Те в Советском Союзе, кто пытается сегодня выступать с объяснением таких явлений, как преступность, коррупция, другие формы отклонений от социальных норм, выбирают для этого один из следующих путей: либо, сохраняя лояльность по отношению к оригинальной концепции марксизма, выдвинутой его классиками, рассматривают эти негативные явления как продукт социальных условий советского общества, либо объясняют эти явления причинами, лежащими «вне социально-экономической сферы жизни», например генетическими факторами, отбрасывая тем самым марксистские представления. Стремление к генетическим объяснениям этих явлений особенно сильно среди прагматично мыслящих советских руководителей, стремящихся к сохранению существующего порядка вещей, а главное — к сохранению своего места в существующих структурах. Если к этой группе людей добавить представителей интеллигенции, для которых привлекательность генетических объяснений заключается прежде всего в их направленности против сталинской версии марксизма, а также тех националистов, которые видят в подобных объяснениях теоретическое обоснование своих консервативных — а иногда и носящих расистский характер — взглядов, то перед нами будет полная картина политических и идеологических взглядов и представлений, характерных для тех, кто составляет лагерь сторонников концепций биологического детерминизма.

Думается, однако, что западные наблюдатели вряд ли могут найти своеобразное утешение в факте существования среди советских авторов идеологической путаницы в вопросах, связанных с биологией человека. Что поразительно, так это то, что наличие этой путаницы, характерной для советских авторов, ведет к той же самой путанице, но уже на Западе, поскольку ход обсуждения названных проблем в советской печати противоречит зачастую тем представлениям о жизни советского общества, которые складываются на Западе. Среди советских участников дискуссии по проблемам биологии человека, позиции которых были наиболее близки к позициям тех, кого на Западе считают «гуманистами» (то есть тех, кто выступает против сциентизма, манипуляций с психикой и генотипом человека, концепций биологического детерминизма, расизма и неограниченного применения методов генной инженерии), можно в первую очередь назвать представителей официального и неофициального марксизма, являющихся сторонниками диалектического материализма. Следует отметить, что большинство западных советологов оказались неготовыми к тому, что советские идеологи будут выступать с гуманистических позиций. Не меньшее беспокойство среди определенной части западных наблюдателей вызывает и тот факт, что некоторые советские диссиденты, которыми особенно восхищались на Западе, оказались сторонниками концепций генетического детерминизма.

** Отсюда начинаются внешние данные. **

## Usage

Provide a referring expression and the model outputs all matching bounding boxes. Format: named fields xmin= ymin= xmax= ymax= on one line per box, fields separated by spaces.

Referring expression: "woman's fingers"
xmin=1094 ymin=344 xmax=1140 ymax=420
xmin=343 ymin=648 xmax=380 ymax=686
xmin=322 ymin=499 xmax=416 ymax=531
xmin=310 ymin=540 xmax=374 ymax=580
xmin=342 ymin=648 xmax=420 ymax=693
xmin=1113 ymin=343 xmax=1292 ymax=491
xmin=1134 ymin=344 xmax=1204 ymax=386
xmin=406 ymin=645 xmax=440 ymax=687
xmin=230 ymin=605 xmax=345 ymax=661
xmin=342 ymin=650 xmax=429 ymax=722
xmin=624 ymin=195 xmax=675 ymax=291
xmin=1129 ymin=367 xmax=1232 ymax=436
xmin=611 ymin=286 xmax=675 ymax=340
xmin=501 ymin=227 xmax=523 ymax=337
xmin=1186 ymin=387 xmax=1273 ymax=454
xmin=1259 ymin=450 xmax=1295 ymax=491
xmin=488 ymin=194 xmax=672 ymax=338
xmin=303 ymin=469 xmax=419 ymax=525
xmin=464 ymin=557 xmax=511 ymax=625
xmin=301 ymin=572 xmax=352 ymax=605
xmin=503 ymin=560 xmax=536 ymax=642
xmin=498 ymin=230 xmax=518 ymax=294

Названные моменты отличают дискуссию по проблемам биологии человека от других споров, которые велись в Советском Союзе по вопросам, связанным, например, с литературой и политикой. Большинство позиций и взглядов, высказываемых в ходе дискуссий по вопросам литературы и политики и имеющих антисталинскую направленность, вызывали сочувствие у западных сторонников борьбы за демократию и права человека; в то же время взгляды сторонников концепций генетического детерминизма, которые начали распространяться в Советском Союзе в послесталинский период, содержали в себе антидемократические элементы и ценности — элементы расизма, шовинизма и неистового национализма. В силу этого, а также других уже упомянутых причин дискуссия по проблемам биологии человека может рассматриваться как своеобразное лекарство от тех неверных представлений о положении дел в Советском Союзе, которые распространены на Западе.

Глава VIII. Кибернетика и компьютеры

Очевидно, что глобальное моделирование не может не стать сферой острой идеологической борьбы, так как оно связано с формированием более или менее конкретного представления о будущем человечества. Здесь неизбежно противостоят друг другу две противоположные концепции — коммунистическая и капиталистическая.

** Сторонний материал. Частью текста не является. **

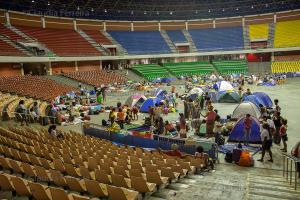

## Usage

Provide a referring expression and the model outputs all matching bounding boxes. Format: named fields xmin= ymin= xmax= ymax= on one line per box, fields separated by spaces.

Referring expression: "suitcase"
xmin=232 ymin=148 xmax=242 ymax=163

Д.М. Гвишиани, заместитель председателя Государственного комитета по науке и технике СССР

Статус кибернетики как дисциплины изменялся в Советском Союзе от одной крайности к другой[613]. До середины 50-х годов она оценивалась в некоторых идеологических статьях как «буржуазная наука». В 60-х и начале 70-х годов кибернетика заняла в Советском Союзе намного более престижное положение, чем где-либо еще в мире. В конце 70-х и в 80-х годах ее статус значительно понизился, хотя она и продолжала сохранять определенную популярность.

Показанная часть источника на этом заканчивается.